Auf den ersten Blick erstaunlich akademisch mutet Demis Volpis „Aus ihrer Zeit“ an. Der jüngste Hauschoreograf des Stuttgarter Balletts hatte das Birgit Keil gewidmete Duett für Karlsruhe entwickelt; nun war es erstmals in Stuttgart zu sehen. Wer Birgit Keil nicht nur als Elegantissima, sondern auch als gewitzte Strippenzieherin kennt, sieht in Alicia Amatriain, einst Stipendiatin ihrer Stiftung, schnell die deutsche Ballerina verkörpert, als die Keil galt. Mit wohlmeinender Ironie lässt Volpi die humorvolle Seite eines geradezu vorbildlichen Paares leuchten und erfindet für das Aufblitzen mancher Charakterzüge kecke Sekundensoli. Wunderbar, wie Constantine Allen seinen Arm in Zeitlupe sinken lässt, um seiner Partnerin nicht nur Halt zu geben. Die Geste huldigt und wird von Amatriain ebenso kokett wie demutsvoll quittiert.
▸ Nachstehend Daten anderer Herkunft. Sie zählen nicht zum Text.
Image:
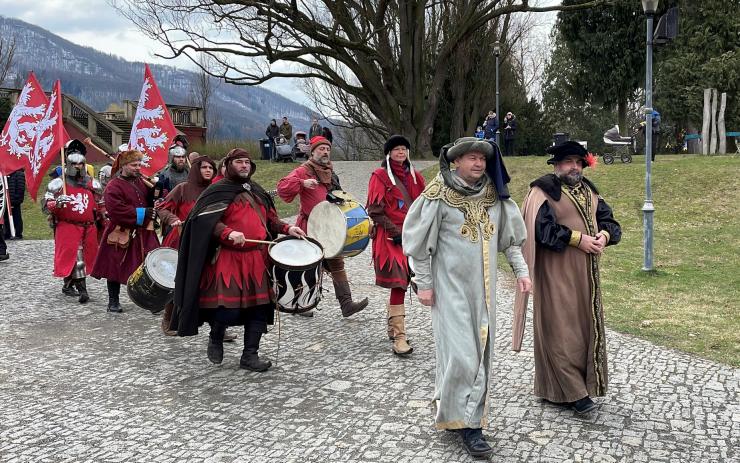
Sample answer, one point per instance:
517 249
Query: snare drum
342 229
152 285
296 273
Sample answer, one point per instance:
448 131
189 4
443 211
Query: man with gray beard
568 227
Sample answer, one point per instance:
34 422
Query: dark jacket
273 131
326 132
490 128
510 126
17 186
197 247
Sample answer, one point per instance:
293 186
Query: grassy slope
692 301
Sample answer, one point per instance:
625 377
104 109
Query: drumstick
258 241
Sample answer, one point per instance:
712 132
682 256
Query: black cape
197 246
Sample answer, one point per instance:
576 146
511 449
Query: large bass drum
296 273
342 229
152 285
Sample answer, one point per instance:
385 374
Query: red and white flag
50 139
152 131
16 139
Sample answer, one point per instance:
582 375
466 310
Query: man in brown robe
568 224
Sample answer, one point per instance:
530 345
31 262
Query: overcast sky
94 23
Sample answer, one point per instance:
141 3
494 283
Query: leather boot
215 350
114 289
250 359
344 296
167 319
68 289
388 317
396 319
81 286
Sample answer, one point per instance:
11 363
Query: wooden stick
64 174
258 241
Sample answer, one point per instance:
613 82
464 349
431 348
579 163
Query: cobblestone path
79 384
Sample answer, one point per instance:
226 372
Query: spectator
315 129
16 195
286 130
510 127
490 126
272 132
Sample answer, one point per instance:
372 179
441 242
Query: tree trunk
721 133
622 117
706 121
713 136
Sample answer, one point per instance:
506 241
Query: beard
323 160
571 178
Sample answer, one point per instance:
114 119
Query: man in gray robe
452 234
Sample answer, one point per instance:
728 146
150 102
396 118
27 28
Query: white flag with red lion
152 131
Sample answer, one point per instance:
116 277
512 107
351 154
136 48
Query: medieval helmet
74 152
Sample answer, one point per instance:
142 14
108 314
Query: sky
96 24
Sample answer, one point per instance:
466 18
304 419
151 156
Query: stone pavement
79 384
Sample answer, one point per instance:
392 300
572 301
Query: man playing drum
73 206
313 181
175 209
222 270
129 235
392 189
Eine Art moderne Coppelia bringt Katarzyna Kozielska in ihrem Pas de deux „Bite“ auf die Bühne. Das Publikum hält den Atem an, als Anna Osadcenko wie eine Gliederpuppe im Spagat in die Arme von Jason Reilly fällt. Und wenn dieser mit der Hand an ihrem Bein entlangstreicht, um mit dem Zeigefinger in der Kniekehle ein Einknicken auszulösen, erzählt die einzige Choreografin des Abends die alte Geschichte von Pygmalion und seinem Geschöpf ganz neu.

Zeitlos: Goeckes Solo „Äffi“, 2005 auf Marijn Rademakers muskulösen Leib choreografiert, das blonde Haar als Lichtfang. Wie zwingend Rademakers letzter „Äffi“-Streich als Mitglied der Kompanie gelingt, lässt sich hören: Im voll besetzten Opernhaus war es selten so still – nur Johnny Cashs Stimme und des Tänzers Pfeifen füllten den Raum.
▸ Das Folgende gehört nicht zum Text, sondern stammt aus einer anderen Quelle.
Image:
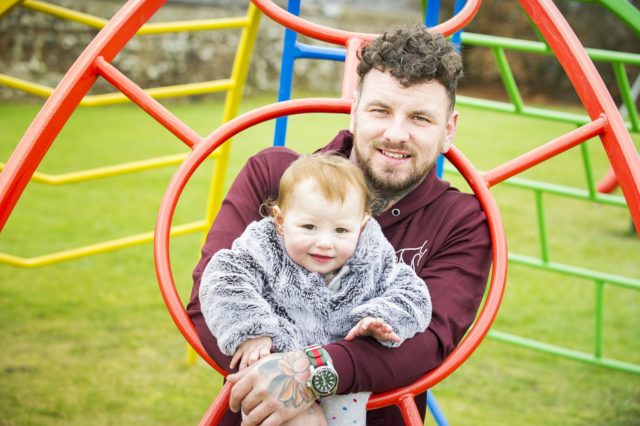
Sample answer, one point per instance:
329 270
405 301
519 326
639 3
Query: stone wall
40 48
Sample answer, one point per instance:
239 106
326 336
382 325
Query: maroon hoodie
439 231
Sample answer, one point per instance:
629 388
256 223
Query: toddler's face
320 235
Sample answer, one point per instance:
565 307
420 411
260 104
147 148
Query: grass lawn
90 342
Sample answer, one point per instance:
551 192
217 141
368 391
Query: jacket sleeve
402 299
233 282
255 183
456 276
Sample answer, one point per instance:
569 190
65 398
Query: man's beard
388 189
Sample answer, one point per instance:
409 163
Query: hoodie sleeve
402 299
231 291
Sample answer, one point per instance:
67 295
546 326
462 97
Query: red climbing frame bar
399 397
186 170
340 37
56 111
546 151
152 107
594 96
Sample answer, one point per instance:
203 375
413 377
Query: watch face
324 380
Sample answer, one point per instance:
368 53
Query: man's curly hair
413 55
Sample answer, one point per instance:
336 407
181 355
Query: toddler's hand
373 327
250 351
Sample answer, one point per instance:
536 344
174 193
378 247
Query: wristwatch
324 378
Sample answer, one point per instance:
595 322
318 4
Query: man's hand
250 351
273 390
373 327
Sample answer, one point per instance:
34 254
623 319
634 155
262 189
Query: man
402 118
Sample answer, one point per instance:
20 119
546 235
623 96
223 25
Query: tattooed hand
273 390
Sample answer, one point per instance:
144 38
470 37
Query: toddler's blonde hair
334 174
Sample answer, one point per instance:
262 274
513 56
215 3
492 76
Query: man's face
399 131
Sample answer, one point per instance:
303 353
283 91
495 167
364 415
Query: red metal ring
268 112
340 37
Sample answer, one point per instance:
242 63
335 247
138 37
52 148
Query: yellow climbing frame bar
233 86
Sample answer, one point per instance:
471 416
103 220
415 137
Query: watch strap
318 356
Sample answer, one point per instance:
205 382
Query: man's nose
397 131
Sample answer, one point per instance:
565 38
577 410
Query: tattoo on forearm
290 380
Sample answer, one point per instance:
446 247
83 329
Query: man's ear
278 219
450 132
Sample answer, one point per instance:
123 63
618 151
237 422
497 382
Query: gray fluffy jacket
256 290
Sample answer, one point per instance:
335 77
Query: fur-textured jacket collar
255 290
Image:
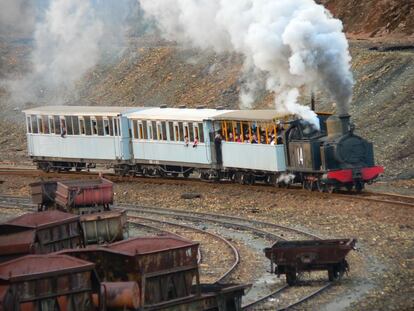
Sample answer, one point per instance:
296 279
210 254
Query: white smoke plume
17 17
295 43
69 39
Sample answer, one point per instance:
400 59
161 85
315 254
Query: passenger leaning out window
254 139
62 128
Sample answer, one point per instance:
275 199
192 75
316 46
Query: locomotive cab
332 157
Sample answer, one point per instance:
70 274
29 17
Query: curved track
256 227
379 197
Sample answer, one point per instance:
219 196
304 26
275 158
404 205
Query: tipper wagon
292 257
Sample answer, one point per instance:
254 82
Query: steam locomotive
152 141
331 158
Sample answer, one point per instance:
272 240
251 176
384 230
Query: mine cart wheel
349 187
291 277
334 273
331 188
359 186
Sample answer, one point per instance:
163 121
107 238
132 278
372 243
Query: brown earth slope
373 18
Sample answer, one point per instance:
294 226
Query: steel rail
306 298
234 250
214 217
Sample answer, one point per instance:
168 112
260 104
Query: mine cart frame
293 257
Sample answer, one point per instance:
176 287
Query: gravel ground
383 267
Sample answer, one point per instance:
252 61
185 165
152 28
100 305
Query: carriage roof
81 110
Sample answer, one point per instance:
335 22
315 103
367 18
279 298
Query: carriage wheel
291 277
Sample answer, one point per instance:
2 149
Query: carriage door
117 138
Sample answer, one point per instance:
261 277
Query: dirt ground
385 232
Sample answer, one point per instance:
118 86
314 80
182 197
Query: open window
94 126
177 132
134 125
200 133
159 131
28 124
45 122
51 125
171 130
75 125
150 131
82 130
40 124
62 126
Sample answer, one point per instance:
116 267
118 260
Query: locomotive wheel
320 186
359 186
291 277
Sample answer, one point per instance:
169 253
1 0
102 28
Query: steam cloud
296 44
70 38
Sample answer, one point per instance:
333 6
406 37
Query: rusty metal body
78 193
165 267
39 233
43 193
47 282
104 227
292 257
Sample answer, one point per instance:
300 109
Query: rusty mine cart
293 257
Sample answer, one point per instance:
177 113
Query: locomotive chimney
345 123
313 101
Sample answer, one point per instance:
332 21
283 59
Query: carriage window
110 122
159 132
82 126
75 124
196 135
144 125
116 126
201 132
99 121
150 132
45 121
190 129
40 124
94 126
87 125
186 132
154 130
51 125
140 131
164 130
106 127
171 129
29 124
180 127
62 126
69 128
135 126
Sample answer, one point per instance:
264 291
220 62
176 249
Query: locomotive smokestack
345 123
313 101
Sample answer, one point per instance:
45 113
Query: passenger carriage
66 137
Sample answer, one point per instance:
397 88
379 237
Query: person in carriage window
254 139
62 128
195 143
217 144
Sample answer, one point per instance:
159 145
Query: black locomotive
329 158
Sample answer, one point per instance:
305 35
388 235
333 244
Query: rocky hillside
375 18
153 72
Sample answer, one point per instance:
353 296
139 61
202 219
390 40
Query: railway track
231 221
378 197
278 232
185 233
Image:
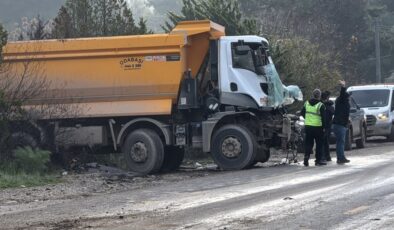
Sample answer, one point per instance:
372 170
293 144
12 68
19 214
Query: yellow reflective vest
312 114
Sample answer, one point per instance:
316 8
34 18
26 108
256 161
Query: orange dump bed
116 76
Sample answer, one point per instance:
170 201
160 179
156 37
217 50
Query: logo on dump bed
132 63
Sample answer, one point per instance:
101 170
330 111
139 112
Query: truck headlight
383 116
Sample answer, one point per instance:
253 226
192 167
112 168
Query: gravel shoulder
98 183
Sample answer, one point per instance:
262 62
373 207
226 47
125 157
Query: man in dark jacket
340 122
314 114
325 97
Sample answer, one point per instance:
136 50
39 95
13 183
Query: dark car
356 128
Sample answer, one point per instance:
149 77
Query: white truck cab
247 74
378 104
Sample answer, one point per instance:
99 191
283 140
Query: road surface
359 195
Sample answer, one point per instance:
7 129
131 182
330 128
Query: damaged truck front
153 96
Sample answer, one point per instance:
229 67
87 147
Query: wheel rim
231 147
139 152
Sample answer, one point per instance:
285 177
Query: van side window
352 104
392 100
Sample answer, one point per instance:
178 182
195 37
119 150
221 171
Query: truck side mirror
242 50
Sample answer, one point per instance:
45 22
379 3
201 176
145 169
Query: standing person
340 122
325 97
314 114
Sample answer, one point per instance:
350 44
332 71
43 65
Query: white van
378 104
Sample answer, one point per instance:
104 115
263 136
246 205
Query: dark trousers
326 144
313 134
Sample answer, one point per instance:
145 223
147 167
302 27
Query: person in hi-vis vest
315 115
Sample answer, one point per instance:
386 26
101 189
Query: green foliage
28 160
33 29
342 28
224 12
301 63
29 167
92 18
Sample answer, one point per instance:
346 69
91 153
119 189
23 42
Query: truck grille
371 120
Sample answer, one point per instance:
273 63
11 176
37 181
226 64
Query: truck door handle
233 87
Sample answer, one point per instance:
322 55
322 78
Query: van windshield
371 98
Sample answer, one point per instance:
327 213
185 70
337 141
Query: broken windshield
250 56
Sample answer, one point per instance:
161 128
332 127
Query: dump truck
152 96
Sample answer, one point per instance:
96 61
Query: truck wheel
263 155
23 139
391 136
360 143
143 151
234 147
348 140
173 158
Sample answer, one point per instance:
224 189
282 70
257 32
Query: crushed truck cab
152 96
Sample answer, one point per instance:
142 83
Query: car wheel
348 140
234 147
360 143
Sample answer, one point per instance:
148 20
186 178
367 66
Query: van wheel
173 158
234 147
391 136
143 151
349 140
360 143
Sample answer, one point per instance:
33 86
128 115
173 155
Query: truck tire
360 143
234 147
143 151
349 140
173 158
391 136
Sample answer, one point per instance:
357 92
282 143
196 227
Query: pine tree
62 25
224 12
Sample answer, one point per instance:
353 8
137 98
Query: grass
21 179
29 168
Nach der ersten Pause standen drei Erstaufführungen auf dem Programm, ergänzt von Volpis „Allure“, erstmals von Myriam Simon in intimer Selbstgewissheit dargeboten. In Hans van Manens „Variations For Two Couples“ ist es vor allem Anna Osadcenko, der das Spiel mit aus der Achse gekippten Körperflächen in Reinform gelingt. Virtuos und dennoch lässig: Miriam Kacerova und Roman Novitzky in Edward Clugs detailreichem Pas de deux „Radio and Juliet“.
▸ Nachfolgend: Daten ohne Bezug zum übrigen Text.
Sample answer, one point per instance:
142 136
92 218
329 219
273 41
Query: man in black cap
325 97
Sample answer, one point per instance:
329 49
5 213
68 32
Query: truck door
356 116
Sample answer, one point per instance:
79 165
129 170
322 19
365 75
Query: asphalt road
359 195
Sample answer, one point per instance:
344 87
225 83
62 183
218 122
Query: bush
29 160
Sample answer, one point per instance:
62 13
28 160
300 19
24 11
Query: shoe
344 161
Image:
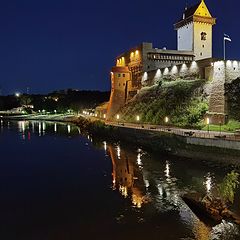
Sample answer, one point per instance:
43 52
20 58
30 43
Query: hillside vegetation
182 101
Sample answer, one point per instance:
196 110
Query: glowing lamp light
208 120
166 119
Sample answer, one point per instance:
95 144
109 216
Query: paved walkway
179 131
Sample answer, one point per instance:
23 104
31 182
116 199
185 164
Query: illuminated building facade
145 65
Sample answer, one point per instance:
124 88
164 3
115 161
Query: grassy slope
182 101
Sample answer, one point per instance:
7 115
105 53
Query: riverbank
220 150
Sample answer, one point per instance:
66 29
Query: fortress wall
217 90
116 102
216 72
189 71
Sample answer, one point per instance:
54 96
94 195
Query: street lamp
166 120
208 122
118 117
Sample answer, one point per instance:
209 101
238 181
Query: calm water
59 184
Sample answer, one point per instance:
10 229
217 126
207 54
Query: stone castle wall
217 73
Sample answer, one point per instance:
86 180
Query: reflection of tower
194 31
127 176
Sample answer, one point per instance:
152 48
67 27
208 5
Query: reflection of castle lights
139 161
21 126
137 201
158 73
145 76
118 152
160 190
174 70
146 182
39 128
105 145
44 127
69 128
167 170
208 182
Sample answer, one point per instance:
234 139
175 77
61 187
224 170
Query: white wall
185 38
202 49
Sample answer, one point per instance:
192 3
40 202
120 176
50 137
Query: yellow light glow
208 120
166 119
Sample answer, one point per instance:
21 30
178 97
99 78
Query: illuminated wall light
229 63
158 73
166 71
183 68
235 64
174 70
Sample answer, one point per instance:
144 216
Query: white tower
194 31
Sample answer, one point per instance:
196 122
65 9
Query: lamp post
166 120
208 122
118 117
225 38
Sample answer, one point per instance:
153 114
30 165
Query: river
57 183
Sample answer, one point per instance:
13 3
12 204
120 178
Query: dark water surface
59 184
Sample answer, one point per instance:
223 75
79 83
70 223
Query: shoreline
167 142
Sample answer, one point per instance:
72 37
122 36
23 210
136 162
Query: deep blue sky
57 44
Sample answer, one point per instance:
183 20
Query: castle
145 65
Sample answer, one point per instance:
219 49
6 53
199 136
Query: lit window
203 36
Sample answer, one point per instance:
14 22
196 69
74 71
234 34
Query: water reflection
144 184
150 185
126 176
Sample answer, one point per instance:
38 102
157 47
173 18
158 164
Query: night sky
57 44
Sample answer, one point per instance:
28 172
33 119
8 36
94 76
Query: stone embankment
221 150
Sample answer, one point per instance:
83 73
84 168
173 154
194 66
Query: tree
228 187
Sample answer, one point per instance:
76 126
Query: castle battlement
145 65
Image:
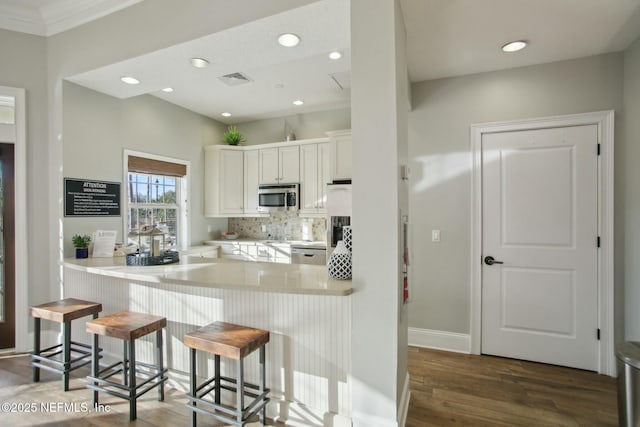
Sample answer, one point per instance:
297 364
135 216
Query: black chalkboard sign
85 197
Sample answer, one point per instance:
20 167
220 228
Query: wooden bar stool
127 326
234 342
62 311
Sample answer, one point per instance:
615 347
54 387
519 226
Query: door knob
489 260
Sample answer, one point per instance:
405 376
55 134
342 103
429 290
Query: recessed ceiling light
288 39
514 46
129 80
199 62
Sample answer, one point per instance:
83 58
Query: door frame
21 246
605 123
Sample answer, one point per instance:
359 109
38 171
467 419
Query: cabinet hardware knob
489 260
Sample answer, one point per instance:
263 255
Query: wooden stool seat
227 339
233 342
62 311
65 310
127 326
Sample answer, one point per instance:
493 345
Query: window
153 201
156 196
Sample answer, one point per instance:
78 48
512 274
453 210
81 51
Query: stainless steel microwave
278 197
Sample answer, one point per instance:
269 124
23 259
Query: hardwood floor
450 389
447 389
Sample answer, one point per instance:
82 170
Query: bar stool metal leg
36 347
240 391
66 349
192 383
125 360
132 380
217 380
159 381
95 368
263 381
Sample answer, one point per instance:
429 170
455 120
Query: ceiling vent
342 80
235 79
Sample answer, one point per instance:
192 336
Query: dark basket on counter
168 257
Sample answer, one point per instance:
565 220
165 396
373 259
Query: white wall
440 165
305 126
628 195
23 65
98 128
378 105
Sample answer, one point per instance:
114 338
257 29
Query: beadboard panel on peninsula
308 356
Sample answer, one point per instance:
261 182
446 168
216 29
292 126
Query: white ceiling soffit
278 75
48 17
457 37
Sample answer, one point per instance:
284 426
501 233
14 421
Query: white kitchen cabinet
280 165
251 181
342 157
315 173
223 181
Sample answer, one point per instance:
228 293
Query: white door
539 211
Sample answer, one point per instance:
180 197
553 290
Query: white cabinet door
342 157
325 168
289 163
280 165
231 182
223 181
309 179
251 180
269 171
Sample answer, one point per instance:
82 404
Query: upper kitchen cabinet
315 173
251 181
223 181
342 157
280 165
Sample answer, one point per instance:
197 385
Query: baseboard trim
440 340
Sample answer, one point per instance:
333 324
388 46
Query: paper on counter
104 242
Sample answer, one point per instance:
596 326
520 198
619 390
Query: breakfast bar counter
223 274
307 314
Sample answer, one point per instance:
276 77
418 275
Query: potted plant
81 243
232 136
Sowohl Javier de Frutos Begegnung zweier Tänzer „3 With D“ als auch das nach der zweiten Pause uraufgeführte „The Chambres Of A Heart“ von Itzik Galili nähern sich dem Thema Liebe unter Männern mit tastender Behutsamkeit. Beide Stücke machen deutlich, wie viel Angst Nähe verursachen kann, wie viel Hürden auf dem Weg zueinander zu nehmen sind. In aller Kürze gelingt Marijn Rademaker und Edward Watson vom Royal Ballet, getragen von den Klängen des Elektrogitarristen und Sängers Dan Gillespie Sells und des Pianisten Ciaran Jeremiah, in „3 With D“ das Psychogramm einer Annäherung und Trennung. Schön, dass der so natürlich wirkende Gasttänzer durch Sensibilität und Geschmeidigkeit glänzen darf. Aus der Umarmung heraus entwickelt Itzik Galili seinen Pas de deux für Jason Reilly und Friedemann Vogel, deren Verschmelzung zu Beginn und am Ende in einem Lichtkegel gebannt ist.

Als Variante des durch Neumeiers „Kameliendame“ vertretenen Kurtisanen-Themas darf der Ausschnitt aus Kenneth MacMillans „Manon“ verstanden werden. Friedemann Vogel als Grieux und die Prix-Benois-Trägerin des Jahres 2012, Alina Cojocaru, als Gast vom English National Ballet gestalten die Partie mit strahlender Hingabe an den Moment.

Durch eine Szene aus Christian Spucks „Leonce und Lena“ rücken einmalig die Halbsolisten und das Corps de Ballet in den Blick des Galapublikums – von den erhobenen Augenbrauen bis zu eingedrehten Füßen als Komödianten. Und auch Douglas Lee bleibt in Stuttgart unvergessen. Bevor Marijn Rademaker mit Sue Jin Kang den Schlusspunkt unter seine Stuttgarter Zeit setzt, die 2000 begann, und dabei die hohe Kunst des Loslassens zelebriert, tanzten Alicia Amatriain und Alexander Johnes Lees „Fanfare LX“.

Ein rundes Programm also. Nur eines hätte man sich gewünscht: einen Sondervorhang für Rademaker. Doch der wollte sich dem Jubel offenbar nicht in einer Solo-Verbeugung aussetzen.